For Adesanya, this unified approach — incorporating a cost model that will help drive future upgrades and growth — is a dream come true. “Historically, computing at SLAC was highly distributed and each facility had its own, specialized system,” he said. “The new, more centralized approach will help catalyze new initiatives at the lab level, such as machine learning, and by deconstructing silos and convergence into an integrated data facility, we are building something more capable than the sum of everything we were doing before.”
The construction of the SRCF-II is a Stanford project. Significant portions of S3DF infrastructure are funded by the Department of Energy’s Office of Science. LCLS and SSRL are Office of Science User Facilities. Rubin Observatory is a joint initiative of the National Science Foundation (NSF) and the Office of Science. Its primary mission is to conduct a space-time heritage survey, providing an unprecedented data set for scientific research with the support of both agencies.
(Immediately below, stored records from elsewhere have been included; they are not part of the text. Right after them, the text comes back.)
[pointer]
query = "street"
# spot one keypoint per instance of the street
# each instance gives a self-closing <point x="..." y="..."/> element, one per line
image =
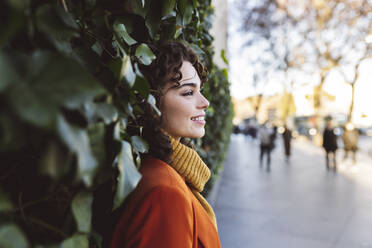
<point x="295" y="204"/>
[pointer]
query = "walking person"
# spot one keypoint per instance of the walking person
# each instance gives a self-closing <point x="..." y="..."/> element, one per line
<point x="330" y="145"/>
<point x="265" y="135"/>
<point x="166" y="208"/>
<point x="287" y="137"/>
<point x="350" y="139"/>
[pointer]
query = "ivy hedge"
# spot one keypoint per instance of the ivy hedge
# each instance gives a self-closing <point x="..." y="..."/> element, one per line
<point x="70" y="91"/>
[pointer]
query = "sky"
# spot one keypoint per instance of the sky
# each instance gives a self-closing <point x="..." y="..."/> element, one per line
<point x="241" y="74"/>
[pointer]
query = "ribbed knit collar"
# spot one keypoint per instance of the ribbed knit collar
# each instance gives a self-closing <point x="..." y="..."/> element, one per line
<point x="196" y="173"/>
<point x="189" y="165"/>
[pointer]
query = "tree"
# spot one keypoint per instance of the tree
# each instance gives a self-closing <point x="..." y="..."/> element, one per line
<point x="71" y="94"/>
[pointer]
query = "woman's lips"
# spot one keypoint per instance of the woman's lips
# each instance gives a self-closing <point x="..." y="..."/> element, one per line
<point x="198" y="119"/>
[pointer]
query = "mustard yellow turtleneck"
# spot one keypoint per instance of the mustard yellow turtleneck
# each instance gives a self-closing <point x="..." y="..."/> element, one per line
<point x="191" y="167"/>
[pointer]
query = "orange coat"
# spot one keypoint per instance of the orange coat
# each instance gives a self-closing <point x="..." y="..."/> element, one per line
<point x="163" y="212"/>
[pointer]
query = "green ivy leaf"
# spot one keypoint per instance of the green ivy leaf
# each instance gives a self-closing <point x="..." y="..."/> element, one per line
<point x="142" y="87"/>
<point x="121" y="32"/>
<point x="128" y="177"/>
<point x="76" y="241"/>
<point x="223" y="56"/>
<point x="144" y="54"/>
<point x="138" y="7"/>
<point x="167" y="6"/>
<point x="45" y="86"/>
<point x="139" y="145"/>
<point x="152" y="101"/>
<point x="8" y="73"/>
<point x="126" y="71"/>
<point x="58" y="25"/>
<point x="153" y="18"/>
<point x="5" y="204"/>
<point x="105" y="112"/>
<point x="15" y="22"/>
<point x="77" y="140"/>
<point x="82" y="209"/>
<point x="12" y="237"/>
<point x="186" y="10"/>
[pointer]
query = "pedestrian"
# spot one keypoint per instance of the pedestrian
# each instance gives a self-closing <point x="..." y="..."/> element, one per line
<point x="287" y="137"/>
<point x="166" y="208"/>
<point x="350" y="139"/>
<point x="265" y="135"/>
<point x="330" y="145"/>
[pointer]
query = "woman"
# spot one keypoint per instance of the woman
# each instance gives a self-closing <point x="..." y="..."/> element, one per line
<point x="166" y="209"/>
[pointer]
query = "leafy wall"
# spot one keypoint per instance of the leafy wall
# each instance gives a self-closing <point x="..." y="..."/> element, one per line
<point x="70" y="90"/>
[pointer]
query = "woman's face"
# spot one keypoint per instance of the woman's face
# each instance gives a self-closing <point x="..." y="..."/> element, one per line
<point x="183" y="106"/>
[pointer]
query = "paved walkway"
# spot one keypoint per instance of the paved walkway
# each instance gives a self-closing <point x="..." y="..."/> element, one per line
<point x="296" y="205"/>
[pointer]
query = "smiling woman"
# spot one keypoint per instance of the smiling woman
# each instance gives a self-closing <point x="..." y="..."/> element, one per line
<point x="166" y="209"/>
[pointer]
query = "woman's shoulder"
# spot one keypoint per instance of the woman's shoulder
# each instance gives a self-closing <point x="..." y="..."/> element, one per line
<point x="156" y="174"/>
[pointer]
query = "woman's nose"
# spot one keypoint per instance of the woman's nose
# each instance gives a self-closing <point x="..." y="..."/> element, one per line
<point x="203" y="102"/>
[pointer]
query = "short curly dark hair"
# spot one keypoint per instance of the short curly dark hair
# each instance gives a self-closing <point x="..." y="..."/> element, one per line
<point x="165" y="68"/>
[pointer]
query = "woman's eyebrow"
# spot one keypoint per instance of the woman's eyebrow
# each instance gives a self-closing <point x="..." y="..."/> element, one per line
<point x="194" y="85"/>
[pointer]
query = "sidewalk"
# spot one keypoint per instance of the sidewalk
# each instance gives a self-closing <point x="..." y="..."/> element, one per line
<point x="299" y="204"/>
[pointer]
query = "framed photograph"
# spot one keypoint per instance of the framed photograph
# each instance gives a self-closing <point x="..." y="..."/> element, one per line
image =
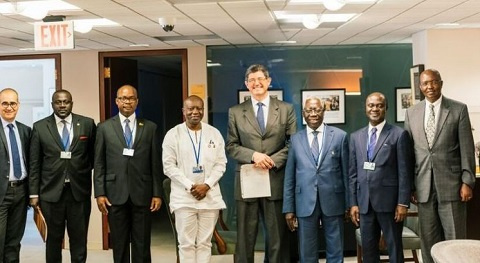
<point x="403" y="100"/>
<point x="334" y="101"/>
<point x="417" y="94"/>
<point x="244" y="95"/>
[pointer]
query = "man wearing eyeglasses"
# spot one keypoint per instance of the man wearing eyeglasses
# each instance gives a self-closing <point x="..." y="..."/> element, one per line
<point x="61" y="163"/>
<point x="316" y="184"/>
<point x="445" y="163"/>
<point x="259" y="130"/>
<point x="127" y="177"/>
<point x="14" y="153"/>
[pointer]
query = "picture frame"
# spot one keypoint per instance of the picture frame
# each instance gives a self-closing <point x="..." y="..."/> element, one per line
<point x="334" y="101"/>
<point x="244" y="95"/>
<point x="415" y="72"/>
<point x="403" y="100"/>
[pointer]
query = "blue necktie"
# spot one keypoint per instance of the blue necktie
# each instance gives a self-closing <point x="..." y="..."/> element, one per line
<point x="371" y="144"/>
<point x="17" y="167"/>
<point x="65" y="136"/>
<point x="260" y="117"/>
<point x="315" y="147"/>
<point x="128" y="133"/>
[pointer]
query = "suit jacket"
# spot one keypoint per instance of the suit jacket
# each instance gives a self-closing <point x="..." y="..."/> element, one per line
<point x="452" y="157"/>
<point x="390" y="183"/>
<point x="244" y="138"/>
<point x="47" y="170"/>
<point x="304" y="181"/>
<point x="118" y="176"/>
<point x="25" y="134"/>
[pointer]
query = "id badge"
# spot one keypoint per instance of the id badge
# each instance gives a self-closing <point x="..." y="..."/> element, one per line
<point x="369" y="166"/>
<point x="197" y="169"/>
<point x="65" y="155"/>
<point x="128" y="152"/>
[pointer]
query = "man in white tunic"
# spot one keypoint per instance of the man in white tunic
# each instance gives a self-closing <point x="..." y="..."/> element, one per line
<point x="194" y="159"/>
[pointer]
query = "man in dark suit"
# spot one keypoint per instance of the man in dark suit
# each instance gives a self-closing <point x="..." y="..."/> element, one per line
<point x="258" y="132"/>
<point x="127" y="177"/>
<point x="61" y="162"/>
<point x="15" y="145"/>
<point x="380" y="174"/>
<point x="445" y="163"/>
<point x="316" y="184"/>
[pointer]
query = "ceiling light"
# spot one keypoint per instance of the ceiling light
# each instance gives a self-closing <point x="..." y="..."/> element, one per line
<point x="333" y="5"/>
<point x="312" y="21"/>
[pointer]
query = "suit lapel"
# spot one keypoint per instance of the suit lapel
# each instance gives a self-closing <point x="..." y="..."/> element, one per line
<point x="140" y="129"/>
<point x="383" y="136"/>
<point x="272" y="114"/>
<point x="76" y="131"/>
<point x="306" y="146"/>
<point x="250" y="116"/>
<point x="53" y="130"/>
<point x="327" y="140"/>
<point x="117" y="127"/>
<point x="4" y="139"/>
<point x="444" y="111"/>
Rubin is jointly operated by NOIRLab and SLAC of NSF. NOIRLab is managed for NSF by the Consortium of Universities for Research in Astronomy and SLAC is operated for DOE by Stanford. The Stanford-SLAC Cryo-EM (S2C2) Center is supported by the High Resolution Electron Microscopy Program of the National Institutes of Health (NIH).
SLAC is a vibrant multi-program laboratory that explores how the universe operates at the largest, smallest, and fastest scales and creates powerful tools used by scientists around the world. Through research that includes particle physics, astrophysics, cosmology, materials, chemistry, biosciences, energy, and scientific computing, we help solve real-world problems and advance the interests of the nation.
SLAC is operated by Stanford University for the US Department of Energy science office. The Office of Science is the largest supporter of basic research in the physical sciences in the United States and works to address some of the most pressing challenges of our time.